Wednesday, May 23, 2012

Beverly Caristo

May Day, May 1st, 2012, Bryant Park
Photo: Stacy Lanyon

What drew me to Occupy was the comm(unity) and the various people who come together to unite as humanity. I first heard about the Movement after the multiple arrests at the Brooklyn Bridge. When I first made my way to Occupy, at the Tree of Life, I had never felt so intimate with a group of strangers. We sat in a cipher of comradery and openness. After lots of meditation and sharing of personal stories, my spirit had been lifted into something I had never experienced before. For the first time, I felt a shake in my voice, almost apprehensive to speak and said, "I'm so happy to be here. I've always wore all of my being on my sleeve and never found any reciprocation. I'm humbled to share myself with hearts that are as big and loving as mine. Thank you!" For once, I knew these were my people. Finally I felt safe, welcomed and allowed to be who I was.

I think that the Movement is so important because I believe that everybody is so estranged from society. From an early age, I've always had an empathic curiosity for homeless people in NYC and impoverished families all over the world. I couldn't understand why a person, just like me, would have such little. More importantly, why was this acceptable? I wanted to help! And now I am. My mother asks me why I feel compelled to sleep on the streets when I have a home or dedicate all my free time to a cause that seems futile. I delicately but directly explained to her this -- I am lending my voice to those who cannot be heard, the millions of people around the world who experience nothing but poverty and oppression every day. I do this mostly for our tens of thousands of children who die due to simple causes and diseases each day. Our children shouldn't have their innocence and purity instantaneously stripped away when born into a world as fucked up as this one. I want to take care of our children and truly give them a better life, a life of happiness based on equality and human rights, not a life funded by greed manifested in the American dollar. We are all held accountable for everything that happens within our homes, wihin our neighborhoods, within our countries, within the world. If everyone felt obligated to rise up to these responsibilities to our fellow brothers and sisters, the world wouldn't see such suffering.

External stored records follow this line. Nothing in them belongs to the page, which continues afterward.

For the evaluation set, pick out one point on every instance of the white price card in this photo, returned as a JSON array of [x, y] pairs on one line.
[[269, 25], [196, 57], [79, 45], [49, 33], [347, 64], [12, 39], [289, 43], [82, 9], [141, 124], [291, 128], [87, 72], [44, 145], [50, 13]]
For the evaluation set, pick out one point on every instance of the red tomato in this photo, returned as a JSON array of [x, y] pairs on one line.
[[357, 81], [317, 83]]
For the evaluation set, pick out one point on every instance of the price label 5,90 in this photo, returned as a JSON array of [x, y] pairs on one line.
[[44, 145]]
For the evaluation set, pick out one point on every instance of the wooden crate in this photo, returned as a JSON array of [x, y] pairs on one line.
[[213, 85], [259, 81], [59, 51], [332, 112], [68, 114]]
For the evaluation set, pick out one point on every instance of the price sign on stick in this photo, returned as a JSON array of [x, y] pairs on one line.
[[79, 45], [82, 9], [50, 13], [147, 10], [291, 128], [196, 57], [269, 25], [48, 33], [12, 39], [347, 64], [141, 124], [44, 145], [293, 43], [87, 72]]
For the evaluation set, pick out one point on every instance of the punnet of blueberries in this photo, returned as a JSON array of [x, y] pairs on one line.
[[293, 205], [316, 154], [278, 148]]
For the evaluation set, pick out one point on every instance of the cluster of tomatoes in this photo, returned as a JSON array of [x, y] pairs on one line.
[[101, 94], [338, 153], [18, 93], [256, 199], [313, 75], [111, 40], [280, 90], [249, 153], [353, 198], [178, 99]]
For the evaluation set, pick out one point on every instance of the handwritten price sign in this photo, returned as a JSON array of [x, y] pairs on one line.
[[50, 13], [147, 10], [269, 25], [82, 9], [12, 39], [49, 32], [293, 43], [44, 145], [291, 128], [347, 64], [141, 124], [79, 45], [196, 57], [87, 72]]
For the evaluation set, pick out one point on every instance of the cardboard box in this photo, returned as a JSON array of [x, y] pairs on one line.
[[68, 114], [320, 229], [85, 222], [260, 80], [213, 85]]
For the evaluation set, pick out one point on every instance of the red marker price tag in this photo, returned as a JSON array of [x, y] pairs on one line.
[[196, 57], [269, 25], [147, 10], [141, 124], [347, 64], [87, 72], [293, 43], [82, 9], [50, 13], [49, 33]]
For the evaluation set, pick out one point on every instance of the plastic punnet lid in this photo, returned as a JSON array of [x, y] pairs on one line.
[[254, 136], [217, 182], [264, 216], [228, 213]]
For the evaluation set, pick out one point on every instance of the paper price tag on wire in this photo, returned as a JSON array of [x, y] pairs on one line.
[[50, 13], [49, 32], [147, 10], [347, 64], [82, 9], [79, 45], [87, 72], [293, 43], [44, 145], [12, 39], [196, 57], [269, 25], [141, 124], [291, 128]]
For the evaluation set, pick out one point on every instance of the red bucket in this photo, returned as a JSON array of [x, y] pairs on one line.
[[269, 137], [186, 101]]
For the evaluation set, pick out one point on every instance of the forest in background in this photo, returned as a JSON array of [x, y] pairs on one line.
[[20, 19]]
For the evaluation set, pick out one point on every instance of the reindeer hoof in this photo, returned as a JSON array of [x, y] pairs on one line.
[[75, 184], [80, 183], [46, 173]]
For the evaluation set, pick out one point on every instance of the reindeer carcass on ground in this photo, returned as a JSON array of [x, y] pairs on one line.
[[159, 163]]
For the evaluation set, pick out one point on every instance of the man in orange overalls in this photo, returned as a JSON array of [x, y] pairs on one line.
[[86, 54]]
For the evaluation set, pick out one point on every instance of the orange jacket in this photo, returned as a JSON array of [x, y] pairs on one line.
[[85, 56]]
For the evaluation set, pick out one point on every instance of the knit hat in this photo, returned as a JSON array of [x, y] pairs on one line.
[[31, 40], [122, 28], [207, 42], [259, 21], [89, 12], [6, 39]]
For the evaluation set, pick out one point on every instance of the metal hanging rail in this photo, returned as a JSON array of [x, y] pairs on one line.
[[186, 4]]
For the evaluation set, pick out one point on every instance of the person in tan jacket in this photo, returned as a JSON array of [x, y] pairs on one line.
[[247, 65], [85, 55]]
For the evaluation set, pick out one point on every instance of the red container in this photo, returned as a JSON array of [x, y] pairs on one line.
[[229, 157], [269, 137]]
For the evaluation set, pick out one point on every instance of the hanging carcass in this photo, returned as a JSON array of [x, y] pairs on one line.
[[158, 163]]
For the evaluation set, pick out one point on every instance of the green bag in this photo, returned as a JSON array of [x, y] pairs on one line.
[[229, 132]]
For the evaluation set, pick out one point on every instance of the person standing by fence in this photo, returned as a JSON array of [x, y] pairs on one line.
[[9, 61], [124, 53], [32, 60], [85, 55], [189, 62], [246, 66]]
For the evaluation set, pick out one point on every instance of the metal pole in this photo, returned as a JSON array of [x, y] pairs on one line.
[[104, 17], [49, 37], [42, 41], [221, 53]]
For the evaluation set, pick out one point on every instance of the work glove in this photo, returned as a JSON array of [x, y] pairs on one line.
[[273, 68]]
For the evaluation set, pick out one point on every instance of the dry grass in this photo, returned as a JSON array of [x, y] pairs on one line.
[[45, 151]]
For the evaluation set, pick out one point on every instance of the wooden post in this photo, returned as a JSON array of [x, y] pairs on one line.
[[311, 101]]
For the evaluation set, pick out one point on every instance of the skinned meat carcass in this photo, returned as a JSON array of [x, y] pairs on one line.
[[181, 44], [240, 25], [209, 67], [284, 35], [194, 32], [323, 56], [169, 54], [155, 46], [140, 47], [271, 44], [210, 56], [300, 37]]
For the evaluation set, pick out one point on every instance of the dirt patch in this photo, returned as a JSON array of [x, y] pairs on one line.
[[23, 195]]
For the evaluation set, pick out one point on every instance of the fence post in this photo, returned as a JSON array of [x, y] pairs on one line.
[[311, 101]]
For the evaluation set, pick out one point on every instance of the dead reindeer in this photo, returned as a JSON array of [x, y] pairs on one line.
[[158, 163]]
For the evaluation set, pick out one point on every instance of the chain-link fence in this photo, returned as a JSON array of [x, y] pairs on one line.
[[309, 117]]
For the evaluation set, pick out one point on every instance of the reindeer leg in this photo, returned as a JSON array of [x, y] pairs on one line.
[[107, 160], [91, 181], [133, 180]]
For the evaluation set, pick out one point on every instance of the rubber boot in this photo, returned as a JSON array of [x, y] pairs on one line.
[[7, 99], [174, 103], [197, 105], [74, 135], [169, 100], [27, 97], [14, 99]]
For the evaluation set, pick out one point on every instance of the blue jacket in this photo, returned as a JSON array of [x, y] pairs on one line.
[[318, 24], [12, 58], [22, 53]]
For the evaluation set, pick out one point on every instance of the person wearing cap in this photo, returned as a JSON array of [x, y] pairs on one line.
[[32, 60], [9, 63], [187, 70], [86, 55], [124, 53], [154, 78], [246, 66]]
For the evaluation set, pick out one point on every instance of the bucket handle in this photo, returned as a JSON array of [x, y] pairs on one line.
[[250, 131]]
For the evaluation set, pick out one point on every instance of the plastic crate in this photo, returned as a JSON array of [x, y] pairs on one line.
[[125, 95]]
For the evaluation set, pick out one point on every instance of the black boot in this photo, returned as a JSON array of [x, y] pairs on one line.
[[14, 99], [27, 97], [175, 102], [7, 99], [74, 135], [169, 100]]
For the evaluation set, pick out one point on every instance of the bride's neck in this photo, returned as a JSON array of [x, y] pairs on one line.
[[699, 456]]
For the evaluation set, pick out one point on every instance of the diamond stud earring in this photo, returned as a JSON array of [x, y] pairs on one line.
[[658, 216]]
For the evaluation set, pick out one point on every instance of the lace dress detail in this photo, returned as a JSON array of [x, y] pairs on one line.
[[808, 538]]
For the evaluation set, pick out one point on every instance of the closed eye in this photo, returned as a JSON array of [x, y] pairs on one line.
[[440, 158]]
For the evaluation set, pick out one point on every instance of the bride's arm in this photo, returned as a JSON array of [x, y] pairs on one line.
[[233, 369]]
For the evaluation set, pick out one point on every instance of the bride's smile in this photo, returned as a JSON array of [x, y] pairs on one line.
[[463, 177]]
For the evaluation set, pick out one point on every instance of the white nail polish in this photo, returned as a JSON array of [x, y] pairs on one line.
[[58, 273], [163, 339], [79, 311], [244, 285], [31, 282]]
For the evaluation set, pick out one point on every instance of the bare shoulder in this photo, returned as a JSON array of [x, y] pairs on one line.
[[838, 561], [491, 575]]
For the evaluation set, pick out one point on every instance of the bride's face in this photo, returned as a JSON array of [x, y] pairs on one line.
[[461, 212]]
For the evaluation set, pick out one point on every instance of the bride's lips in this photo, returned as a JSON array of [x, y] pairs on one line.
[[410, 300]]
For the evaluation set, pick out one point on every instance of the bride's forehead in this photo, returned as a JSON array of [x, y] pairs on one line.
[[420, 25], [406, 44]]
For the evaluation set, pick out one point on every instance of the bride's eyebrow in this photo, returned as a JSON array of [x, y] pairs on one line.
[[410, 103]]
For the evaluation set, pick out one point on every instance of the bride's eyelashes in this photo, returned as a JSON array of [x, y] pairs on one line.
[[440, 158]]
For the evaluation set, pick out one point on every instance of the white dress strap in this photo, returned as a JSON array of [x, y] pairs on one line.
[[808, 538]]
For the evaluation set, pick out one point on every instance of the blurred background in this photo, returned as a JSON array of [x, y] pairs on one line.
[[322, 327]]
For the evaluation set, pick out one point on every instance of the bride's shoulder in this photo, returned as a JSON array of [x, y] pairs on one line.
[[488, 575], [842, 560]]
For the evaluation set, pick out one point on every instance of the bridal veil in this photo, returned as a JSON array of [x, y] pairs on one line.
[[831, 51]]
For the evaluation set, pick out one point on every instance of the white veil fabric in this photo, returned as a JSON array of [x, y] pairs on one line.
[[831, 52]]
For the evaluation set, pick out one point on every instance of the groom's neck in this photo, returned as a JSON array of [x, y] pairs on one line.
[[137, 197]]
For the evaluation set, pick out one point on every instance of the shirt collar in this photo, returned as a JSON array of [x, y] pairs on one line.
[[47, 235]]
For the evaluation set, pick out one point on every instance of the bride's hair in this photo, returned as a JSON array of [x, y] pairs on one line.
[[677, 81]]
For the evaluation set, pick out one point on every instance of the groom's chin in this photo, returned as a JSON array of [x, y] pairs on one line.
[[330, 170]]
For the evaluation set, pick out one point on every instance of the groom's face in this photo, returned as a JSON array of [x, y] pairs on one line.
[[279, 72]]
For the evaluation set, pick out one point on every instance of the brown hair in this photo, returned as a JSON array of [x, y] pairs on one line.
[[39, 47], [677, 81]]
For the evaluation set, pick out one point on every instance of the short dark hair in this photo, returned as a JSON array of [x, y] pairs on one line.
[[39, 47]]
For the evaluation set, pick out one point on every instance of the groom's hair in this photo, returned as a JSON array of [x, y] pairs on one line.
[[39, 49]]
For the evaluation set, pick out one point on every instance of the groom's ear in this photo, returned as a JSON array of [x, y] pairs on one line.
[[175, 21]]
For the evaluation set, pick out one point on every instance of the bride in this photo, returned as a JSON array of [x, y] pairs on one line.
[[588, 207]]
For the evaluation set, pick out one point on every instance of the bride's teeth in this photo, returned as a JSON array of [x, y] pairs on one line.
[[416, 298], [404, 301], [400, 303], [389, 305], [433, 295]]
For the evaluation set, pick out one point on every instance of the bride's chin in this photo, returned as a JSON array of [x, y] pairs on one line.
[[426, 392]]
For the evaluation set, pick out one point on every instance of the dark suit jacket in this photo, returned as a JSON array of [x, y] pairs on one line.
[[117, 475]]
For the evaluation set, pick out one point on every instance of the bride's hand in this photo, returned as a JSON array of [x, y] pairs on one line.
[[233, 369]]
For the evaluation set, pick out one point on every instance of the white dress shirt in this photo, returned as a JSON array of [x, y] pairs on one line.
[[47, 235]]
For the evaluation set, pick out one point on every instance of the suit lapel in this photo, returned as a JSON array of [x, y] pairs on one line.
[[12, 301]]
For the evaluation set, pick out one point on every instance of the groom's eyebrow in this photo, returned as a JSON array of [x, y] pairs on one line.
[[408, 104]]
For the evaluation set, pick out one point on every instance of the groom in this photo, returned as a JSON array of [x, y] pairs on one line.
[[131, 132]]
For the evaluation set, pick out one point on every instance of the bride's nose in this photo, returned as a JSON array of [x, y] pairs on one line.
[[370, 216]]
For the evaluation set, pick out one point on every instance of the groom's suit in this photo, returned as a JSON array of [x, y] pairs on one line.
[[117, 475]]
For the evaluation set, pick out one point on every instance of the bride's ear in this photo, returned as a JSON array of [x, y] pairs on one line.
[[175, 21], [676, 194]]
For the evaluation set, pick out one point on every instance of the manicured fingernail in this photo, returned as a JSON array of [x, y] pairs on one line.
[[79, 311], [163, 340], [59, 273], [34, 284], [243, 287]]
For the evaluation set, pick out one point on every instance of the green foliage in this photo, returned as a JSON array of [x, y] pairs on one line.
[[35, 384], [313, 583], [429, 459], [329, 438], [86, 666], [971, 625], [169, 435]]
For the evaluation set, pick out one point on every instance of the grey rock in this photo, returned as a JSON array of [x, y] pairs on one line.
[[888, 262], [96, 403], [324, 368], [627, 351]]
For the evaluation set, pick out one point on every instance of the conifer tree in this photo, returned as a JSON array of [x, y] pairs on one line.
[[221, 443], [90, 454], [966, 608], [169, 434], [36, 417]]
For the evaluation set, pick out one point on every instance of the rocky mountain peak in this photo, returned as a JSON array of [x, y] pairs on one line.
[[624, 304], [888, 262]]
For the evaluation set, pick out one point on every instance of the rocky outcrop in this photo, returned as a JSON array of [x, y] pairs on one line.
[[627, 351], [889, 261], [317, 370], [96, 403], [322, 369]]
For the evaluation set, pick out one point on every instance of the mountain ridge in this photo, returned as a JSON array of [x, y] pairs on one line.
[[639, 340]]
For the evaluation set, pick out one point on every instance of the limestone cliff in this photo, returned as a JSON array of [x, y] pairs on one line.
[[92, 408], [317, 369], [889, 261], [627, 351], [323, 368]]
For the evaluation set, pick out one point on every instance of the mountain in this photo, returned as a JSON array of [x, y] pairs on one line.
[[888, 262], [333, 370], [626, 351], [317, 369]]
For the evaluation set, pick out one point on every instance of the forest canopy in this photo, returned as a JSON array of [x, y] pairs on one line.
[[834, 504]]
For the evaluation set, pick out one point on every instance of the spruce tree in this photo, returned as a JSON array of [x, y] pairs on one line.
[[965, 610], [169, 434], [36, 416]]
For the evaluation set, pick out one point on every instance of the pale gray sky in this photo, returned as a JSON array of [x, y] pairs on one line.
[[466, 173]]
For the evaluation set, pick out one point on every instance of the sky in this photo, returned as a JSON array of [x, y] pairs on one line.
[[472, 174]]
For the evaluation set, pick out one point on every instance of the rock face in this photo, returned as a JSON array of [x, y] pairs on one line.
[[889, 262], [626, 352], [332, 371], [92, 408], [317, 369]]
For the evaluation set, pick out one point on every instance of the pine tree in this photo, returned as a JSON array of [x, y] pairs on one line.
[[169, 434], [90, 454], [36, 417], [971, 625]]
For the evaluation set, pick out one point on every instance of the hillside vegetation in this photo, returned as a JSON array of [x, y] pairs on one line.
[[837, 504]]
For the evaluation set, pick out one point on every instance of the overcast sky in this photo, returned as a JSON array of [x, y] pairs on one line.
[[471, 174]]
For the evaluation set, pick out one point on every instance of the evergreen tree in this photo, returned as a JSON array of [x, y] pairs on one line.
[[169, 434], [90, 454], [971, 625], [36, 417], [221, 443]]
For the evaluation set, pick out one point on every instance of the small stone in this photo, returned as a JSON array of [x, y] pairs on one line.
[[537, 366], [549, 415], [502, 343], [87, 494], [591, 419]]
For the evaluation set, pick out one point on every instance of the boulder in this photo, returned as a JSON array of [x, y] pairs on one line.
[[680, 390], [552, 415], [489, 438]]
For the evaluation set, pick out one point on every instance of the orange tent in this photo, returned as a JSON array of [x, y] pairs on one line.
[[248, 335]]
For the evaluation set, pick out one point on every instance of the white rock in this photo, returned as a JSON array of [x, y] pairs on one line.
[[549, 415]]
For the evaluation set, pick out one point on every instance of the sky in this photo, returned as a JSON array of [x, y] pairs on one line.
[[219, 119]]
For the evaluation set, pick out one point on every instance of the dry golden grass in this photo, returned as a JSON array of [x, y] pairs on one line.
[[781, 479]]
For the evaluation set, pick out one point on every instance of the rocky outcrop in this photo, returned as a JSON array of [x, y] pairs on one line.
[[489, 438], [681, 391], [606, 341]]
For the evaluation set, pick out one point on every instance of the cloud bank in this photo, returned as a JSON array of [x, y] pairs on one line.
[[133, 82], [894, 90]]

Ultimately, I would like to see a world that builds community with one hand washing the other. We are so fucking lost in a world full of consumerism. People don’t choose to learn how to fix it. There's much that many are displeased with, but some take no initiative to seek change. Even worse, they don't have any opinion of their own. They don’t care. Nobody fucking cares. They fucking take, and they take, and they take, and they don’t fucking care about anybody else. It enrages me because we are all responsible for each other, and people don’t look at it like that. If we can just practice selflessness, honesty and simplicity, we wouldn’t have the majority of the issues that we have today.